I did, though. I laughed out loud, beside my wife in bed at 3.00am.

karenpayneoregon
12-14-2015, 05:51 AM
Hesitation can have many meanings, unsure of how life will be after surgery, do I truly need surgery to be happy in my own skin? I waited until the age of 58, was not hesitating but instead assumed (and was right) that I would not be accepted as well as when I was male in teaching personal protection which I did at minimum twice at week. Had to come to terms with that and once I did there was no hesitation. Some may not realize they might be better off having surgery, I've known a handful and gently cultivated them both directions, never forcing the issue of surgery but would lean on the dark side (things could be worst) rather than pushing for surgery.

What I recommend is first start a journal and write in this everyday, review what was written weekly. Spend time by yourself e.g. take a drive to the coast, mountain or perhaps a park, clear your mind and contemplate life as it is and what it might be after surgery all the time being blunt and truthful to yourself. I did these things but rather than a paper journal created a WordPress blog so it was out there for all to see.

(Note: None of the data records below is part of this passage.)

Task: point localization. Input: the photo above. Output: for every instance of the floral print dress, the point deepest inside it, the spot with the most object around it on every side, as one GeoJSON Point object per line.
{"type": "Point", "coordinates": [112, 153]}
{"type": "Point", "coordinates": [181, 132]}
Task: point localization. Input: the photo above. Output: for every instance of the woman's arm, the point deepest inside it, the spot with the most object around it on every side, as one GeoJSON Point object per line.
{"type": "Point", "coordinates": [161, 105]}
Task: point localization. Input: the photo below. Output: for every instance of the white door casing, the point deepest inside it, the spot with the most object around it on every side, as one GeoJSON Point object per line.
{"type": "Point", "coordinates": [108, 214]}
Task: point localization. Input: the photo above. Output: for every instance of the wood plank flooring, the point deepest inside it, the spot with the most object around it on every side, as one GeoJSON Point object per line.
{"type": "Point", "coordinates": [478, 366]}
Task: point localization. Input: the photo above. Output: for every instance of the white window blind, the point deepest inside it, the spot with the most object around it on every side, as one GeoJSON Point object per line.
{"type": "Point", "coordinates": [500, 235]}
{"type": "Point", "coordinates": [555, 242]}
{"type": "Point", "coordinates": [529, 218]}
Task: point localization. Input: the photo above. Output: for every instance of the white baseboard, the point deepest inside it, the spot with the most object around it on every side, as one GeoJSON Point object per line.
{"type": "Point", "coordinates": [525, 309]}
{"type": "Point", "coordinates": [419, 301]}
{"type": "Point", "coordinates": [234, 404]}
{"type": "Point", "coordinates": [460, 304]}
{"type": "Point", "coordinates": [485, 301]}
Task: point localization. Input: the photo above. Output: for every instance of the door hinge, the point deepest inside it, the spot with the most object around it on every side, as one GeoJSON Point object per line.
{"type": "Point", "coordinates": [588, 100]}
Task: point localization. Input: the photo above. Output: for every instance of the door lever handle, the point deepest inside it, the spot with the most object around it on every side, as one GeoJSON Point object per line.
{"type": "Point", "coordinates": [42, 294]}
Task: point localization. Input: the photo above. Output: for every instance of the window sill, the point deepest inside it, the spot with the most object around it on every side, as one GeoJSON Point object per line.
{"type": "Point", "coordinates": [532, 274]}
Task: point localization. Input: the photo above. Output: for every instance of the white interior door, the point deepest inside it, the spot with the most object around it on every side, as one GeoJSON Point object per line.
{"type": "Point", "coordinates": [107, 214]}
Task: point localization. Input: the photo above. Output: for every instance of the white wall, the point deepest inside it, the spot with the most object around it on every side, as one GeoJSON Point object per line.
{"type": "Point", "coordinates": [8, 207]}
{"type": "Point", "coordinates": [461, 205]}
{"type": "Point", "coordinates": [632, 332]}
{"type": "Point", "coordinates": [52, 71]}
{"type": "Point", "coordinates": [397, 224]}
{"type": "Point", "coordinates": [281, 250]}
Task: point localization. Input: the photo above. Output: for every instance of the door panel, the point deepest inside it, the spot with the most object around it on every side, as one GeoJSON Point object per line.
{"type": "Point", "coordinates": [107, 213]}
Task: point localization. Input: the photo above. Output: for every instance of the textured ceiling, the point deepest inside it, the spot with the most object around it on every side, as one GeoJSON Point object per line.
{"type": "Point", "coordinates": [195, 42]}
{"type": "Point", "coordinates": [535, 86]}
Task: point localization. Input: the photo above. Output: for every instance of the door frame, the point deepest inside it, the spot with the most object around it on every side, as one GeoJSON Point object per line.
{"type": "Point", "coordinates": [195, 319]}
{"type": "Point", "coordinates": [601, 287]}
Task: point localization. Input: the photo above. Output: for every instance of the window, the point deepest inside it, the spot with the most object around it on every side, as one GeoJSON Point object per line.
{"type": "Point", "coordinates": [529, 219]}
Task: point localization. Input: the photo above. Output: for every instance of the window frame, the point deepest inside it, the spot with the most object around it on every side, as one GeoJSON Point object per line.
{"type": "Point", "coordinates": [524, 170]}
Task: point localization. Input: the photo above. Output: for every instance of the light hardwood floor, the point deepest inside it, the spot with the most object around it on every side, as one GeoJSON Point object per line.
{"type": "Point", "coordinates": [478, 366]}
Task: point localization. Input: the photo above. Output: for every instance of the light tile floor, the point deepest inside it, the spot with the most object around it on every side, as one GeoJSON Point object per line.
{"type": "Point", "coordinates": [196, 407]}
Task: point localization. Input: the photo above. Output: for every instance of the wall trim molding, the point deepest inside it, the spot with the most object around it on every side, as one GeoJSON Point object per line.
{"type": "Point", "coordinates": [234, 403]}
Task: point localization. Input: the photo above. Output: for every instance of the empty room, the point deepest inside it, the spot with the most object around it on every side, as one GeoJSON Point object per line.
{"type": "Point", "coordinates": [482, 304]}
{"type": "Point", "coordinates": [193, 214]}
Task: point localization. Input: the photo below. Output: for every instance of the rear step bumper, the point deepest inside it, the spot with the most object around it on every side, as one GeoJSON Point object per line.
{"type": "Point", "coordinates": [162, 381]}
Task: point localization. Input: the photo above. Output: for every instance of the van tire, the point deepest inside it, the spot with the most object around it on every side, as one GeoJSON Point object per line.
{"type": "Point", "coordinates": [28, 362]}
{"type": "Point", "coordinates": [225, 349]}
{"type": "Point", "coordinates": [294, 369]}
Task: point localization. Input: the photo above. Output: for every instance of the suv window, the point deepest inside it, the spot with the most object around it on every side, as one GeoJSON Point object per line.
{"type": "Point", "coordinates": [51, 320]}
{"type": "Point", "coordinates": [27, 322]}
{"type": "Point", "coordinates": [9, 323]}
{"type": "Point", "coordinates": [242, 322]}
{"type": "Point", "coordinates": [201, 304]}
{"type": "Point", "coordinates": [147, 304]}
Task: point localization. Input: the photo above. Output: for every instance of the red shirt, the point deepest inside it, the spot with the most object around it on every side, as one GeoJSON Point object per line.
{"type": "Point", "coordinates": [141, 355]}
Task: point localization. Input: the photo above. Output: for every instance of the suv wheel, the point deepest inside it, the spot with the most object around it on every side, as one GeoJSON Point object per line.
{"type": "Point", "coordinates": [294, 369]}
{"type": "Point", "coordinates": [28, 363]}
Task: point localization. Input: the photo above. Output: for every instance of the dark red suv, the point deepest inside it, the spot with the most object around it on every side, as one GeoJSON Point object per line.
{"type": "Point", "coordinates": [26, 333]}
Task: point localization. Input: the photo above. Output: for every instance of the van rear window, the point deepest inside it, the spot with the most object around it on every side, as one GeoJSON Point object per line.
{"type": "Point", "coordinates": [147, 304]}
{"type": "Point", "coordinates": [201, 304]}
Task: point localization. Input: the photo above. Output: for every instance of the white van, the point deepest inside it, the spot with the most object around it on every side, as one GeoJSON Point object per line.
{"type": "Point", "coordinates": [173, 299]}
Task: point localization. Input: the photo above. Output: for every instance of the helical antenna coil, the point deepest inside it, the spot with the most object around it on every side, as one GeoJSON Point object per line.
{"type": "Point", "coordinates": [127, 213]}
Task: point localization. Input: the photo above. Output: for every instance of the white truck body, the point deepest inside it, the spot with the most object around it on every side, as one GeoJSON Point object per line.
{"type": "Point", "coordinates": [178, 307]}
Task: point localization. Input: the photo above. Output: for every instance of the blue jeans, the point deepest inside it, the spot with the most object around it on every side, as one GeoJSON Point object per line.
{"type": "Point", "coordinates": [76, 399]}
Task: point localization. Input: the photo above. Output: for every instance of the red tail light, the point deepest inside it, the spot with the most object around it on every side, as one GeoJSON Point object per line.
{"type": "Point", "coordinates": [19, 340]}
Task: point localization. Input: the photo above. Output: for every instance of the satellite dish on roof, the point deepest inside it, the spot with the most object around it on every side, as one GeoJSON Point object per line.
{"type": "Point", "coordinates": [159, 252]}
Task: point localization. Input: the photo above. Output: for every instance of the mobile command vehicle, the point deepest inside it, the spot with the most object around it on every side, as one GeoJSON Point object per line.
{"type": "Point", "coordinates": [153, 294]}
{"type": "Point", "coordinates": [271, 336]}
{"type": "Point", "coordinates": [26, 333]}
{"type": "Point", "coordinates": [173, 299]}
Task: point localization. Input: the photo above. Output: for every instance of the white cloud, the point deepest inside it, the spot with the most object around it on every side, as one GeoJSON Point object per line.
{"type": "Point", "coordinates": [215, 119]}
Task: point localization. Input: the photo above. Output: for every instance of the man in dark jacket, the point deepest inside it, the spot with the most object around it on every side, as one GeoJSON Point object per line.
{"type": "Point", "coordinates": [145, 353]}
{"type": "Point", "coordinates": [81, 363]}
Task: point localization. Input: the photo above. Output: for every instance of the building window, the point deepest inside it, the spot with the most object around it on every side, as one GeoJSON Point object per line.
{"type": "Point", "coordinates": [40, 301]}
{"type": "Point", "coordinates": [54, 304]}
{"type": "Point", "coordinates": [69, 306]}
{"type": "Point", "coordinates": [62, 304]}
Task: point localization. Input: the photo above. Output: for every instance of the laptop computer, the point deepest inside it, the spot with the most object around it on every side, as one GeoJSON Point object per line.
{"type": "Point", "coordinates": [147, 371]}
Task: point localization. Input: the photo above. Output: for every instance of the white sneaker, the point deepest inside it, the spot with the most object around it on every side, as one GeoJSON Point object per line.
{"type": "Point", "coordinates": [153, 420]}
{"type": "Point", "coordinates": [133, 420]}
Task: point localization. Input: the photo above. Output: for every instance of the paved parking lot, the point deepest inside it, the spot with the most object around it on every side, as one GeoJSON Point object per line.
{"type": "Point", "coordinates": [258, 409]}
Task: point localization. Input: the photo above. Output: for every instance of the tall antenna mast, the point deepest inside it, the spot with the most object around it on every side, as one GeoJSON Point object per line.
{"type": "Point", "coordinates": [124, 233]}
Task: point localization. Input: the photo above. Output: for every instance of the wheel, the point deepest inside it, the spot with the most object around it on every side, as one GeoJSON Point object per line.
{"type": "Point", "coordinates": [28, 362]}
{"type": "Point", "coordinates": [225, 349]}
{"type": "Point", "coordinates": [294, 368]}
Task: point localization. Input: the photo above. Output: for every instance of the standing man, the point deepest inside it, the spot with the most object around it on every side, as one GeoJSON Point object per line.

In the end there was no hesitation and now living as I should had many years ago.

Jonianne
12-21-2015, 06:32 PM
Hi Paula. I haven't posted in a Loooooog time, lol. I like what Kaitlyn said (like always), let the decision come to you. Out in the real world there are many, if not most, who don't even want to choose surgery. I like that the world is getting to be a better place where you can find where you fit the best and stay there, without as much pressure from within the community and without. Be yourself.